Basically, the UNIX calling convention is "a list of strings, plus a file for stdin and another for stdout". Of course, you could do this in any programming language, but UNIX also helps you enforce an approximation of functional purity by preventing you from sharing memory between pieces of code on your stack, by giving each level different pieces of virtual memory. As a result, you have to turn your data into text and pass it through either the string parameters or files. (If this reminds you of RPC and marshalling... well, it's exactly what it is.) LISP machines are a lot more lenient in that regard, making everything faster, but also lacking many of the security benefits.
UNIX, by default, is an interpreted (and, thus, slow) language. Just like Java has JNI and Python has extensions, you can write UNIX functions in different languages and just call them from UNIX... and then you can call back into UNIX-land (... see system (1)).
Not surprisingly, UNIX the language doesn't quite extend down to the kernel level (well, it's slow and it's using a lot of services that you can't really write in itself. Unlike LISP.) So it also comes with another programming language, C, for low level parts.
C in itself is really not that great of an environment: think of single-executable-image embedded systems with no "OS" or file system; if you want to change anything, it's a restart / reflash, and you need gdb if you want to inspect anything. However, it works reasonably well both as extension modules in UNIX environments (those they call "programs") or as kernels (mostly monolithic ones). Of course, the fact that you need two programming languages to construct a single system makes them a lot more brittle than "LISP all the way down".
Another downside of UNIX is that it doesn't come with a decent debugger. You can, technically, dump out the list of running functions in a tree, but you can't quite step through the stack of shell scripts.
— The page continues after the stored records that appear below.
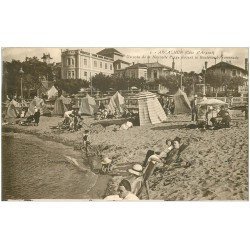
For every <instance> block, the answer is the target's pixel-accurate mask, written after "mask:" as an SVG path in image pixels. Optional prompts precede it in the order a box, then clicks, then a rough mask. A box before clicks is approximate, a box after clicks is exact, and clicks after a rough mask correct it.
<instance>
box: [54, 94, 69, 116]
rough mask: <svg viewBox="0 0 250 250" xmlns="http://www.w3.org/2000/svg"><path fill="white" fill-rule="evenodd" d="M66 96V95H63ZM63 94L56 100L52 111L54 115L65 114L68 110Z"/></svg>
mask: <svg viewBox="0 0 250 250" xmlns="http://www.w3.org/2000/svg"><path fill="white" fill-rule="evenodd" d="M63 98H65V97H63ZM63 98H62V96H60V97H58V98H57V99H56V101H55V105H54V110H53V111H52V114H53V115H64V113H65V112H66V111H67V110H68V109H67V108H66V106H65V105H64V103H63Z"/></svg>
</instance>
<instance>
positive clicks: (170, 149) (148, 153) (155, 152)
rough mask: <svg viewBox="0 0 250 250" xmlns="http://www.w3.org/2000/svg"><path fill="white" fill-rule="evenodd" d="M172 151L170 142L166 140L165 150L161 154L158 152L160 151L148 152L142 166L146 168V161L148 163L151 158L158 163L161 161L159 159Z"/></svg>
mask: <svg viewBox="0 0 250 250" xmlns="http://www.w3.org/2000/svg"><path fill="white" fill-rule="evenodd" d="M172 149H173V145H172V141H171V140H169V139H167V140H166V148H165V149H164V150H163V151H162V152H160V150H158V149H156V150H148V152H147V154H146V157H145V160H144V162H143V164H142V166H143V167H146V165H147V163H148V161H150V160H151V159H152V157H154V158H158V159H159V161H161V160H160V159H162V158H164V157H166V156H167V153H168V152H169V151H171V150H172ZM150 157H151V158H150Z"/></svg>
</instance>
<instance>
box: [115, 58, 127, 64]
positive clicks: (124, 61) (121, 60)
mask: <svg viewBox="0 0 250 250" xmlns="http://www.w3.org/2000/svg"><path fill="white" fill-rule="evenodd" d="M119 62H121V63H125V64H128V65H129V64H130V63H129V62H125V61H123V60H121V59H118V60H116V61H114V63H119Z"/></svg>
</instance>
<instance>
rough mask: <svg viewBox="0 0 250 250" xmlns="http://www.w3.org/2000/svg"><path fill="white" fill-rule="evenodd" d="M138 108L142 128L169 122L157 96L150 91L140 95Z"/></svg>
mask: <svg viewBox="0 0 250 250" xmlns="http://www.w3.org/2000/svg"><path fill="white" fill-rule="evenodd" d="M138 106H139V118H140V126H142V125H146V124H157V123H161V122H163V121H166V120H167V117H166V114H165V112H164V110H163V108H162V106H161V104H160V102H159V101H158V99H157V96H156V95H155V94H153V93H151V92H149V91H143V92H141V93H139V94H138Z"/></svg>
Even "C only" is better in this regard.
Furthermore, while the UNIX model is nice for batch jobs / function calls, the "every stack level is a separate piece of virtual memory" model doesn't quite lend itself well for writing long-running code. As a result, systems written purely in UNIX (e.g. the SysV init system) are fairly messy; most GUI code is written entirely in other languages, with the only function call exposed to the UNIX side being "start this GUI". There have been efforts to add more flexible RPC schemes that would fit long-running GUI programs better (dbus, etc.); it's not overly well-integrated with the existing system though, and this way we're just adding more calling conventions (UNIX, C, and now dbus). No wonder that GUIs are brittle, hard to interoperate with, and fairly static: this is what happens if you're forced to think in C instead of UNIX or LISP.
UNIX is nice and fairly dynamic; it's a lot closer to LISP machines than C. Unfortunately though, somehow we convinced ourselves that UNIX is not a mediocre programming language / environment but a great operating system, and therefore we aren't even trying to replace it with another programming language.
Even though we already did this once.